The Works of the Most Reverend Father in God, John Bramhall ...
Author: John Bramhall
Publisher:
Published: 1842
Total Pages: 450
ISBN-13:
DOWNLOAD EBOOKRead and Download eBook Full
Author: John Bramhall
Publisher:
Published: 1842
Total Pages: 450
ISBN-13:
DOWNLOAD EBOOKAuthor: John Bramhall
Publisher:
Published: 1845
Total Pages: 510
ISBN-13:
DOWNLOAD EBOOKAuthor: John Bramhall
Publisher:
Published: 1844
Total Pages: 630
ISBN-13:
DOWNLOAD EBOOKAuthor: John Bramhall
Publisher:
Published: 1845
Total Pages: 510
ISBN-13:
DOWNLOAD EBOOKAuthor: John Bramhall
Publisher:
Published: 1845
Total Pages: 508
ISBN-13:
DOWNLOAD EBOOKAuthor: John BRAMHALL (successively Bishop of Derry and Archbishop of Armagh.)
Publisher:
Published: 1842
Total Pages: 488
ISBN-13:
DOWNLOAD EBOOKAuthor: John Bramhall
Publisher:
Published: 1842
Total Pages: 486
ISBN-13:
DOWNLOAD EBOOKAuthor: John Bramhall
Publisher:
Published: 1842
Total Pages: 482
ISBN-13:
DOWNLOAD EBOOKAuthor: John Bramhall (Apb. of Armagh)
Publisher:
Published: 1842
Total Pages: 460
ISBN-13:
DOWNLOAD EBOOKAuthor: a foreword by Lisa Jardine
Publisher: Routledge
Published: 2016-12-05
Total Pages: 278
ISBN-13: 1351921916
DOWNLOAD EBOOKOriginal and thought-provoking, this collection sheds new light on an important yet understudied feature of seventeenth-century England's political and cultural landscape: exile.
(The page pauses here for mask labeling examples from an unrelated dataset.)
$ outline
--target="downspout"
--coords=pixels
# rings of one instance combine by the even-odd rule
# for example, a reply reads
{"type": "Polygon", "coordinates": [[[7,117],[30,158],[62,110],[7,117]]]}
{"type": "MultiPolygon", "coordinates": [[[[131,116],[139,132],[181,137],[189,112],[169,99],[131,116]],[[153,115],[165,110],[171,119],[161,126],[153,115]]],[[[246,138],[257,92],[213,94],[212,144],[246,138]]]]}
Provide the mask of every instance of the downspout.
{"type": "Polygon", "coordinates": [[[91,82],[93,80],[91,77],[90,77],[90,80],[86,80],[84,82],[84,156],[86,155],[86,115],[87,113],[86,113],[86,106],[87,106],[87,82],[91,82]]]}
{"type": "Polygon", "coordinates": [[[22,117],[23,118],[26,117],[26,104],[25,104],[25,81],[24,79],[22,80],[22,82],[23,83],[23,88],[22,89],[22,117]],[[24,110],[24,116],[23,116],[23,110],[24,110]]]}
Through an essentially literary lens, exile is examined both as physical departure from England-to France, Germany, the Low Countries and America-and as inner, mental withdrawal. In the process, a strikingly wide variety of contemporary sources comes under scrutiny, including letters, diaries, plays, treatises, translations and poetry. The extent to which the richness and disparateness of these modes of writing militates against or constructs a recognisable 'rhetoric' of exile is one of the book's overriding themes. Also under consideration is the degree to which exilic writing in this period is intended for public consumption, a product of private reflection, or characterised by a coalescence of the two. Importantly, this volume extends the chronological range of the English Revolution beyond 1660 by demonstrating that exile during the Restoration formed a meaningful continuum with displacement during the civil wars of the mid-century. This in-depth and overdue study of prominent and hitherto obscure exiles, conspicuously diverse in political and religious allegiance yet inextricably bound by the shared experience of displacement, will be of interest to scholars in a range of disciplines.